Algorithmia Blog

Remove NSFW Sections of Video using the VideoNudityDetection Microservice


You may already be familiar with Algorithmia’s nudity detector for images, but thanks to recent changes which allow us to parallel-process each frame of a video, you can now detect which segments of a video may contain nudity. We’ll use this new microservice, video nudity detection, to create a “safe-for-work” version of our video by stripping out the sections which contain nudity.

Step 1: Install the Algorithmia Client

This demo is written using our Python client, but also we support a wide range of other programming languages. Installing the Algorithmia client is simple. Just use pip to install the package:

pip install algorithmia

You’ll also need a free Algorithmia account, which includes 5,000 free credits a month.

Sign up at Algorithmia.com and then grab your API key.

Step 2: Call the Language Detection Microservice

It only takes a few lines of code to call any of our algorithms. Let’s wrap them up in a function:

import Algorithmia

client = Algorithmia.client('your_api_key')

def detect_nudity(source_uri):
    """Determine what time-ranges of a video contain nudity"""
    algo = client.algo('sfw/VideoNudityDetection/0.1.0')
    algo.set_options(timeout=15*60)
    data = {'source':source_uri}
    return algo.pipe(data).result

This function merely takes the URI of a file, sends that parameter to the microservice (as the value “source” in a JSON structure), and returns the result.

Note that we specify the name of the microservice, sfw/VideoNudityDetection, in our call to client.algo(). We could use a similar pattern to call any other algorithm by simply changing that parameter. We’ve also appended the most recent version number (0.1.0) to that call. While it is possible to omit the version number, this would mean that future updates to the algorithm could potentially break your code if there are significant changes to its response format.

Manipulating videos takes time, so we’ve increased the timeout to 15 minutes via algo.set_options(). The default is 5, but we could go up to 50 minutes for larger files.

Looking at the page describing the algorithm, we can see that it expects the input value “source” to be either an HTTP URL or a data URI (data://) for a file in Algorithmia’s Data Portal. Since it is convenient to be able to edit files which are stored on your local computer, and which may not be available via an HTTP URL, we’ll want a function which uploads a local file into the data portal:

from uuid import uuid4

def upload_file(local_file):
    """Copy local_file to Algorithmia temporary datastore"""
    video_dir = 'data://.my/videos/'
    if not client.dir(video_dir).exists():
        client.dir(video_dir).create()
    video_file = video_dir+str(uuid4())
    client.file(video_file).putFile(local_file)
    return video_file

Note the value of video_dir, “data://.my/videos”, which indicates that I’ll be using a collection called “videos” inside my Hosted Data area. While we could create a collection manually by clicking “Add Collection” under My Collections, we’ve instead chosen to simply create a directory via Data API.
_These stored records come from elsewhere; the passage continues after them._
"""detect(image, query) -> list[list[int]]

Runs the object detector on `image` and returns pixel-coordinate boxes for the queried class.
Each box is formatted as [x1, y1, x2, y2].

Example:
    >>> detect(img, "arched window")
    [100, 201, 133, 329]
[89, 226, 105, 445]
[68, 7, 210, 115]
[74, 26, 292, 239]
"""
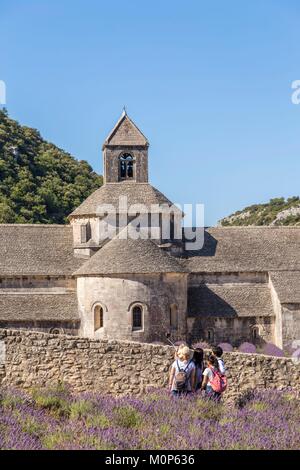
[170, 304, 178, 330]
[252, 326, 259, 341]
[120, 153, 134, 179]
[132, 305, 143, 330]
[94, 305, 104, 331]
[206, 328, 214, 343]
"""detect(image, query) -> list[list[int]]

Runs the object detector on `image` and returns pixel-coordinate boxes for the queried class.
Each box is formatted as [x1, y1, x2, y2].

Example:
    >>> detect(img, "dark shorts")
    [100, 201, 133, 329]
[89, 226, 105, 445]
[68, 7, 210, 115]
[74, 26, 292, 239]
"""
[171, 390, 192, 397]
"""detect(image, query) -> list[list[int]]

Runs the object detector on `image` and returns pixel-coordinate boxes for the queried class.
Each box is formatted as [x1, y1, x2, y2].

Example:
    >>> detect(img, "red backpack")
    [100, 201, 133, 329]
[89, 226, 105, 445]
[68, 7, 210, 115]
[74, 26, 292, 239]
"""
[209, 367, 227, 393]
To ensure uniqueness, we’ve named the remote file with a UUID. This name is meaningless, but that’s okay… we’ll be deleting it later. We upload the file and return the data URI so it can be used by our detect_nudity function.
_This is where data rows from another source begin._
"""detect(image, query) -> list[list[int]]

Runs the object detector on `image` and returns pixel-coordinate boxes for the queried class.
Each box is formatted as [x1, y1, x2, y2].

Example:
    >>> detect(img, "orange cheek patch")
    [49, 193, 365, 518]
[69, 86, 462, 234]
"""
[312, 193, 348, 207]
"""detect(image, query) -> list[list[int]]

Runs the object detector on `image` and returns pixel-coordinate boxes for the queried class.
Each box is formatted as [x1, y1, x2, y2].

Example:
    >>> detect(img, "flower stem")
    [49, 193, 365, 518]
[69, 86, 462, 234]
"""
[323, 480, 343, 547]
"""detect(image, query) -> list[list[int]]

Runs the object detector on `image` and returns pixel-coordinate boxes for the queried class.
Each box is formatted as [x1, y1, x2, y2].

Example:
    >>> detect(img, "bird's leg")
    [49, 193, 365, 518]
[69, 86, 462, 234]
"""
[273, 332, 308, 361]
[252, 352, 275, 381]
Step 3: Remove NSFW segments from the file

The nudity detection microservice identifies sections of the video which might not be “safe-for-work”, but doesn’t modify the file in any way. Fortunately, the MoviePy library makes it very easy to edit movie files in Python:

pip install moviepy

You might also need to run the following bit of Python (just once) to set up FFMpeg for video encoding/decoding:

import imageio
imageio.plugins.ffmpeg.download()

Using moviepy, we’ll chop out the nude sections of the source file, and write the edited movie to a target filename. We’ll also want to be able to adjust how sensitive our nudity-detection is by specifying a tolerance, and optionally to specify which video codec we’ll use to create the new file.

import math
from moviepy.editor import *

def remove_nsfw(source_file, target_file, threshold=0.5, codec='libx264'):
    """Strip out NSFW sections from source_file and write the cleaned video to target_file """
    data_uri = upload_file(source_file)
    nsfw_segments = detect_nudity(data_uri)
    clip = VideoFileClip(source_file)
    shift = 0
    for segment in nsfw_segments['detections']:
        if segment['average_confidence'] > threshold:
            (start, stop) = (int(segment['start_time']), int(math.ceil(segment['stop_time'])))
            clip = clip.cutout(start-shift,stop-shift)
            shift += stop-start
    clip.write_videofile(target_file, codec=codec)
    client.file(data_uri).delete()

This code is a bit more complicated, so let’s step through it piece-by-piece. First, we upload our local file (source_file), then we run the nudity detection microservice. Examining the algorithm’s description, we see that its JSON response will be an array of sections with the values start_time, stop_time, and average_confidence.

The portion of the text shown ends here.